Copyright (c) 2005-2016, NumPy Developers.
All rights reserved.
Redistribution and use in source and binary forms, with or without modification, are permitted provided that the following conditions are met:
- Redistributions of source code must retain the above copyright notice, this list of conditions and the following disclaimer.
- Redistributions in binary form must reproduce the above copyright notice, this list of conditions and the following disclaimer in the documentation and/or other materials provided with the distribution.
- Neither the name of the NumPy Developers nor the names of any contributors may be used to endorse or promote products derived from this software without specific prior written permission.
THIS SOFTWARE IS PROVIDED BY THE COPYRIGHT HOLDERS AND CONTRIBUTORS “AS IS” AND ANY EXPRESS OR IMPLIED WARRANTIES, INCLUDING, BUT NOT LIMITED TO, THE IMPLIED WARRANTIES OF MERCHANTABILITY AND FITNESS FOR A PARTICULAR PURPOSE ARE DISCLAIMED. IN NO EVENT SHALL THE COPYRIGHT OWNER OR CONTRIBUTORS BE LIABLE FOR ANY DIRECT, INDIRECT, INCIDENTAL, SPECIAL, EXEMPLARY, OR CONSEQUENTIAL DAMAGES (INCLUDING, BUT NOT LIMITED TO, PROCUREMENT OF SUBSTITUTE GOODS OR SERVICES; LOSS OF USE, DATA, OR PROFITS; OR BUSINESS INTERRUPTION) HOWEVER CAUSED AND ON ANY THEORY OF LIABILITY, WHETHER IN CONTRACT, STRICT LIABILITY, OR TORT (INCLUDING NEGLIGENCE OR OTHERWISE) ARISING IN ANY WAY OUT OF THE USE OF THIS SOFTWARE, EVEN IF ADVISED OF THE POSSIBILITY OF SUCH DAMAGE.
SciPy¶
The CuPy is designed based on SciPy’s API. CuPy’s source code and documents contain the original SciPy ones.
Copyright (c) 2001, 2002 Enthought, Inc.
All rights reserved.
Copyright (c) 2003-2016 SciPy Developers.
All rights reserved.
Redistribution and use in source and binary forms, with or without modification, are permitted provided that the following conditions are met:
- Redistributions of source code must retain the above copyright notice, this list of conditions and the following disclaimer.

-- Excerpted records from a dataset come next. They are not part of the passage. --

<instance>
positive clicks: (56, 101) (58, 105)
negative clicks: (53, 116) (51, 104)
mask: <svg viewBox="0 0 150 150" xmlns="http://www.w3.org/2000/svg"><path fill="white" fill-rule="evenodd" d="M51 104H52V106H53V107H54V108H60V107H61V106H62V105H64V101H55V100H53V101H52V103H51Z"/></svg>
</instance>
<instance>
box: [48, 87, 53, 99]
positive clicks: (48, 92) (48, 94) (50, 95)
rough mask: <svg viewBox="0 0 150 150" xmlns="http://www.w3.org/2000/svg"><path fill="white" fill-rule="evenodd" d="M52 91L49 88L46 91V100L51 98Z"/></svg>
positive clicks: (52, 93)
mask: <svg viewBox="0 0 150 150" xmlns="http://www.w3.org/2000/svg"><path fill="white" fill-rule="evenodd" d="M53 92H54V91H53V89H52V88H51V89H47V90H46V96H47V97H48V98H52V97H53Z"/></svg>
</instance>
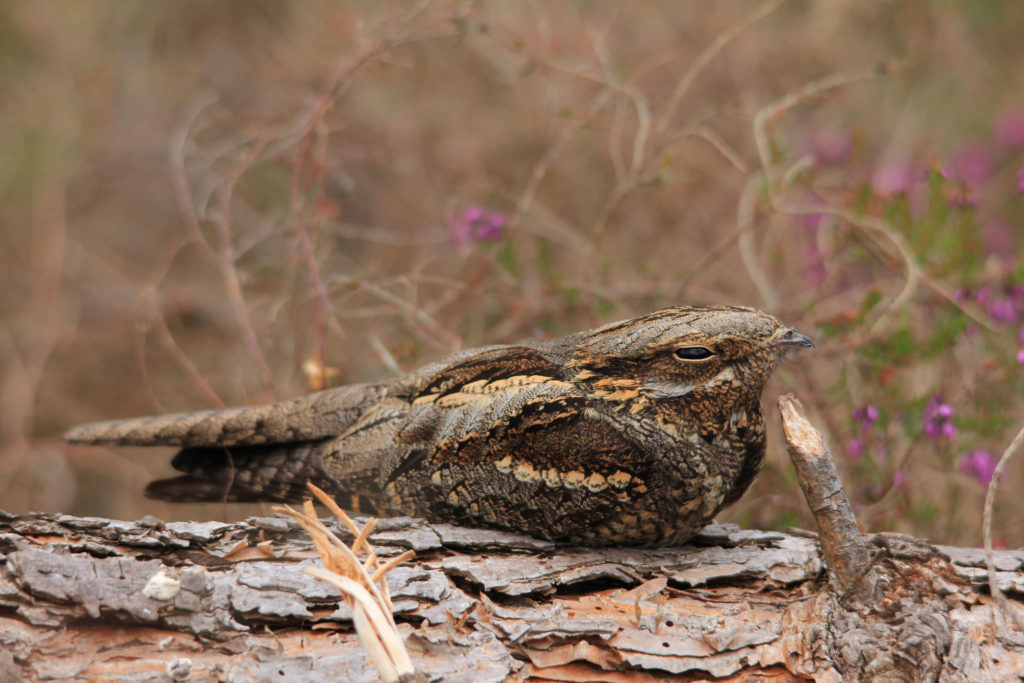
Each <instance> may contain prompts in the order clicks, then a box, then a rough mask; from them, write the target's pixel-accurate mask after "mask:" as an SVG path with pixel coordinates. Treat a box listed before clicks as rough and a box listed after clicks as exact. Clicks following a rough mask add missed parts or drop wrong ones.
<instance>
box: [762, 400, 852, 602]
mask: <svg viewBox="0 0 1024 683" xmlns="http://www.w3.org/2000/svg"><path fill="white" fill-rule="evenodd" d="M778 408H779V413H780V414H781V419H782V431H783V433H784V434H785V442H786V446H787V450H788V452H790V460H791V461H793V466H794V468H795V469H796V470H797V479H798V480H799V481H800V487H801V489H802V490H803V492H804V498H805V499H807V505H808V506H809V507H810V509H811V512H812V513H813V514H814V520H815V521H816V522H817V524H818V530H819V535H820V541H821V553H822V555H823V556H824V560H825V562H826V563H827V565H828V568H829V569H831V577H833V579H834V580H835V581H836V582H837V583H838V584H839V586H840V588H841V589H842V590H843V591H844V592H846V591H849V590H850V589H851V588H853V586H854V585H855V584H856V582H857V580H858V579H859V578H860V575H861V574H862V573H863V571H864V570H865V569H866V568H867V566H868V563H869V552H868V548H867V543H866V541H865V539H864V536H863V535H862V533H861V532H860V527H859V525H858V524H857V518H856V517H855V516H854V514H853V509H852V508H851V507H850V499H849V498H848V497H847V495H846V489H845V488H844V487H843V482H842V480H841V479H840V477H839V472H838V471H837V470H836V464H835V463H834V462H833V458H831V454H830V453H829V452H828V447H827V446H826V445H825V442H824V439H823V438H822V437H821V433H820V432H818V430H817V429H815V428H814V426H813V425H812V424H811V423H810V421H808V419H807V417H806V416H805V415H804V407H803V405H802V404H801V403H800V400H798V399H797V398H796V397H795V396H793V395H792V394H786V395H784V396H779V399H778Z"/></svg>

- Redistributions in binary form must reproduce the above copyright notice, this list of conditions and the following disclaimer in the documentation and/or other materials provided with the distribution.
- Neither the name of Enthought nor the names of the SciPy Developers may be used to endorse or promote products derived from this software without specific prior written permission.
THIS SOFTWARE IS PROVIDED BY THE COPYRIGHT HOLDERS AND CONTRIBUTORS “AS IS” AND ANY EXPRESS OR IMPLIED WARRANTIES, INCLUDING, BUT NOT LIMITED TO, THE IMPLIED WARRANTIES OF MERCHANTABILITY AND FITNESS FOR A PARTICULAR PURPOSE ARE DISCLAIMED. IN NO EVENT SHALL THE COPYRIGHT HOLDERS OR CONTRIBUTORS BE LIABLE FOR ANY DIRECT, INDIRECT, INCIDENTAL, SPECIAL, EXEMPLARY, OR CONSEQUENTIAL DAMAGES (INCLUDING, BUT NOT LIMITED TO, PROCUREMENT OF SUBSTITUTE GOODS OR SERVICES; LOSS OF USE, DATA, OR PROFITS; OR BUSINESS INTERRUPTION) HOWEVER CAUSED AND ON ANY THEORY OF LIABILITY, WHETHER IN CONTRACT, STRICT LIABILITY, OR TORT (INCLUDING NEGLIGENCE OR OTHERWISE) ARISING IN ANY WAY OUT OF THE USE OF THIS SOFTWARE, EVEN IF ADVISED OF THE POSSIBILITY OF SUCH DAMAGE.